Seems that valgrind shows the place where the unitialised value ends up being used, but not the origin of the uninitialised value.
==11366== Conditional jump or move depends on uninitialised value(s) ==11366== at 0x43CAE4F: __printf_fp (in /lib/tls/i686/cmov/libc-2.7.so) ==11366== by 0x43C6563: vfprintf (in /lib/tls/i686/cmov/libc-2.7.so) ==11366== by 0x43EAC03: vsnprintf (in /lib/tls/i686/cmov/libc-2.7.so) ==11366== by 0x42D475B: (within /usr/lib/libstdc++.so.6.0.9) ==11366== by 0x42E2C9B: std::ostreambuf_iterator<char, std::char_traits<char> > std::num_put<char, std::ostreambuf_iterator<char, std::char_traits<char> > >::_M_insert_float<double>(std::ostreambuf_iterator<char, std::char_traits<char> >, std::ios_base&, char, char, double) const (in /usr/lib/libstdc++.so.6.0.9) ==11366== by 0x42E31B4: std::num_put<char, std::ostreambuf_iterator<char, std::char_traits<char> > >::do_put(std::ostreambuf_iterator<char, std::char_traits<char> >, std::ios_base&, char, double) const (in /usr/lib/libstdc++.so.6.0.9) ==11366== by 0x42EE56F: std::ostream& std::ostream::_M_insert<double>(double) (in /usr/lib/libstdc++.so.6.0.9) ==11366== by 0x81109ED: Snake::SnakeBody::syncBodyPos() (ostream:221) ==11366== by 0x810B9F1: Snake::Snake::update() (snake.cpp:257) ==11366== by 0x81113C1: SnakeApp::updateState() (snakeapp.cpp:224) ==11366== by 0x8120351: RoenGL::updateState() (roengl.cpp:1180) ==11366== by 0x81E87D9: Roensachs::update() (rs.cpp:321)
As can be seen, it gets quite cryptic.. especially because when it’s saying by Class::MethodX, it sometimes points straight to ostream etc. Perhaps this is due to optimization?
==11366== by 0x81109ED: Snake::SnakeBody::syncBodyPos() (ostream:221)
Just like that. Is there something I’m missing? What is the best way to catch bad values without having to resort to super-long printf detective work?
I found out what was wrong, but the strange thing is, valgrind did not report it when the bad value was first used.

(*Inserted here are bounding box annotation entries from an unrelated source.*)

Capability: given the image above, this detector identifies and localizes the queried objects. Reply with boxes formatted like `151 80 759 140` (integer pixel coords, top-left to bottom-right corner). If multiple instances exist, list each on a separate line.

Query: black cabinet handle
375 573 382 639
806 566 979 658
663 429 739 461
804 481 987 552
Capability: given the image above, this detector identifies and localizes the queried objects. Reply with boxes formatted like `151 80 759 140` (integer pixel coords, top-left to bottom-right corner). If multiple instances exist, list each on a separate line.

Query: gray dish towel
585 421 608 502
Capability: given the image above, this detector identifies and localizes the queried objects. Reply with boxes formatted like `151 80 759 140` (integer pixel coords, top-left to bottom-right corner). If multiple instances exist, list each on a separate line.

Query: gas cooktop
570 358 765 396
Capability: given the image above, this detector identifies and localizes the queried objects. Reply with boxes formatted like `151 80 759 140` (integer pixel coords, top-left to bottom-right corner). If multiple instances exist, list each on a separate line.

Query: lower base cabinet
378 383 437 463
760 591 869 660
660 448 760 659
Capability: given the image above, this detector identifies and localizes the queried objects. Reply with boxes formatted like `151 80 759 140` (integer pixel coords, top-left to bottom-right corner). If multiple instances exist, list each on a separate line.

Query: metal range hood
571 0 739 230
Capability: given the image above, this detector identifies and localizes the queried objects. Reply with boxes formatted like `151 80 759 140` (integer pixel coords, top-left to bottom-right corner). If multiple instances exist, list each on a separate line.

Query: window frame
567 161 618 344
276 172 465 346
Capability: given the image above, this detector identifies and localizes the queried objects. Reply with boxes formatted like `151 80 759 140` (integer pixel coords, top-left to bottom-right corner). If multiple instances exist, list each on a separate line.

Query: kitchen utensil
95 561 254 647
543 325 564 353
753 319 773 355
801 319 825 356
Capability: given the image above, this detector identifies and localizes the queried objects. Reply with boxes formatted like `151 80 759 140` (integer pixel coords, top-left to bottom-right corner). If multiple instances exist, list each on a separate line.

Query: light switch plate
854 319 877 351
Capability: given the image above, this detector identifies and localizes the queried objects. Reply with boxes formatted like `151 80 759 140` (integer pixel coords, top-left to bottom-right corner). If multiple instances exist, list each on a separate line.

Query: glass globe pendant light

It was used in a multiplication function:
movespeed = stat.speedfactor * speedfac * currentbendfactor.val;
Where speedfac was an unitialised float. However, at that time it was not reported and not until the value is to be printed that I get the error.. Is there a setting for valgrind to change this behavior?
Use the valgrind option
--track-origins=yes to have it track the origin of uninitialized values. This will make it slower and take more memory, but can be very helpful if you need to track down the origin of an uninitialized value.
Update: Regarding the point at which the uninitialized value is reported, the valgrind manual states:
It is important to understand that your program can copy around junk (uninitialised) data as much as it likes. Memcheck observes this and keeps track of the data, but does not complain. A complaint is issued only when your program attempts to make use of uninitialised data in a way that might affect your program’s externally-visible behaviour.
From the Valgrind FAQ:
As for eager reporting of copies of uninitialised memory values, this has been suggested multiple times. Unfortunately, almost all programs legitimately copy uninitialised memory values around (because compilers pad structs to preserve alignment) and eager checking leads to hundreds of false positives. Therefore Memcheck does not support eager checking at this time.
What this means is that you are trying to print out/output a value which is at least partially uninitialized. Can you narrow it down so that you know exactly what value that is? After that, trace through your code to see where it is being initialized. Chances are, you will see that it is not being fully initialized.
If you need more help, posting the relevant sections of source code might allow someone to offer more guidance.
I see you’ve found the problem. Note that valgrind watches for Conditional jump or move based on unitialized variables. What that means is that it will only give out a warning if the execution of the program is altered due to the uninitialized value (ie. the program takes a different branch in an if statement, for example). Since the actual arithmetic did not involve a conditional jump or move, valgrind did not warn you of that. Instead, it propagated the “uninitialized” status to the result of the statement that used it.
It may seem counterintuitive that it does not warn you immediately, but as mark4o pointed out, it does this because uninitialized values get used in C all the time (examples: padding in structures, the
realloc() call, etc.) so those warnings would not be very useful due to the false positive frequency.